Your Child's First Lost Tooth

“Mommy, my tooth is loose!” is a phrase parents both dread and welcome. Indeed, this bittersweet milestone means your child is growing up, officially leaving the preschool years behind.
But since the process can also be a little bit scary for kids, assure them that it’s a natural process that everyone goes through. Here are some things that will help you explain the process to your child.

Why do kids lose their baby teeth?

Children lose their baby teeth to make room for permanent teeth, which continue to come in until your child is a late teen. The wisdom teeth, or third molars, are typically the last teeth to erupt.
Your child will have 20 teeth by the time he or she is three years old. The baby teeth typically start getting loose as the root dissolves and the permanent teeth start pushing up from underneath. They usually fall out in the same order they came in. For the grand majority of kids, the bottom two center incisors are the first to come in and the first to fall out. The top two incisors usually follow.
Teeth usually start falling out around the age of six, though some kids may be as young as four. If your child’s teeth start getting loose much before four, consult your dentist. Conversely, it’s not all that unusual for a child to have not lost a tooth by the age of seven or even eight. This is usually not a problem, but you should consult your dentist to be sure.

What happens when a tooth becomes loose?

When your child notices his tooth is loose, encourage him to gently wiggle it using his tongue or finger. Don’t on yank the tooth or pull it forcefully. Wait until it’s ready to fall out on its own. Pulling a tooth out makes its root vulnerable to infection and could damage the gum. Remember, it may take several months for a tooth to come out, even with a good amount of wiggling and twisting. If a tooth simply won’t come out, your dentist may need to provide assistance. This is rarely required through.
Reassure your child that losing a baby tooth will not hurt. It will likely bleed a little. Encourage your child to rinse his or her mouth with water. When the space opens up, it will likely feel strange for a few hours. But your child will quickly become accustomed to the empty space.

Timeline for losing teeth

While the first teeth usually come out around age six, the rest of the baby teeth typically fall out on a schedule, too.
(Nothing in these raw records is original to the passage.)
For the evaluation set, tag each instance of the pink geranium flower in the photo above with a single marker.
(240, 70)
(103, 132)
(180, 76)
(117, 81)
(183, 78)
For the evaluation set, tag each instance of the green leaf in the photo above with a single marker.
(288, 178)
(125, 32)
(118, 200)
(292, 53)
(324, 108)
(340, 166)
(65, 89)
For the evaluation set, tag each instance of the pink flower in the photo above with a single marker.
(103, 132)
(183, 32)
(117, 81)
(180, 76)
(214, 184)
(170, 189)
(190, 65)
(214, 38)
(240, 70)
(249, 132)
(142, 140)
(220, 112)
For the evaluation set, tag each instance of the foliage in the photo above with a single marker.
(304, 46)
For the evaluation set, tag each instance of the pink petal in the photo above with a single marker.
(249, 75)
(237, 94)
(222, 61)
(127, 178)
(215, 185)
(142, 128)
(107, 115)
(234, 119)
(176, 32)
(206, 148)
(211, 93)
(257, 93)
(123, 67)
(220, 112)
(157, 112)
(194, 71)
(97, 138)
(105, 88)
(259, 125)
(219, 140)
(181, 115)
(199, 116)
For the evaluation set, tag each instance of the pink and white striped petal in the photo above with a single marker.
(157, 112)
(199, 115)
  • The upper and lower lateral incisors are lost between ages 7 and 8.
  • The upper and lower canines are lost between ages 9 and 12.
  • The upper and lower first molars are lost between ages 9 and 11.
  • The upper and lower second molars are lost between 10 and 12.

Other common questions

What if my child swallows the tooth?

Children often swallow baby teeth, especially the first one, as they may not have realized it was loose in the first place. If this happens, don’t worry! There’s no harm done. Just write a note to the tooth fairy explaining the situation. She’ll understand.
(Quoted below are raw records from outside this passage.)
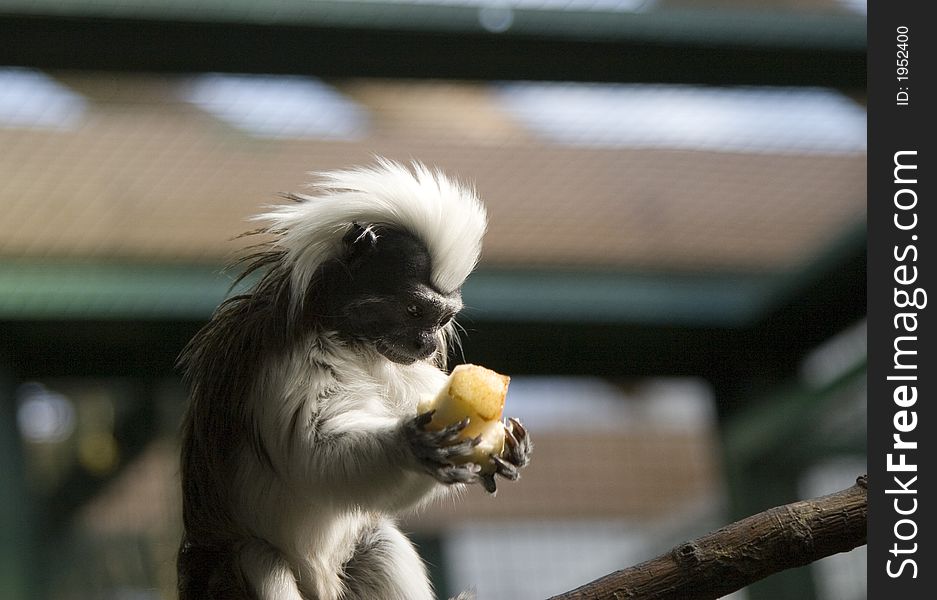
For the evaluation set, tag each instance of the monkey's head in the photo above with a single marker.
(379, 254)
(380, 292)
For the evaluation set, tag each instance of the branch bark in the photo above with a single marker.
(739, 554)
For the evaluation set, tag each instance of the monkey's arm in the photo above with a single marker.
(378, 461)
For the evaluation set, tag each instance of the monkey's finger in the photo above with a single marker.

Why do the permanent teeth look so big?

Permanent teeth will look bigger and less white when compared to baby teeth. Remember, your child’s head will continue to grow, her teeth won’t. Eventually, her teeth won’t look too big for her mouth!

What are shark’s teeth?

Occasionally, a child’s permanent teeth will come in before the baby teeth fall out. This causes a double row of teeth, called shark’s teeth. The permanent teeth will push the baby teeth out of the way within a few weeks. If the double row lasts longer than three months, consult your dentist.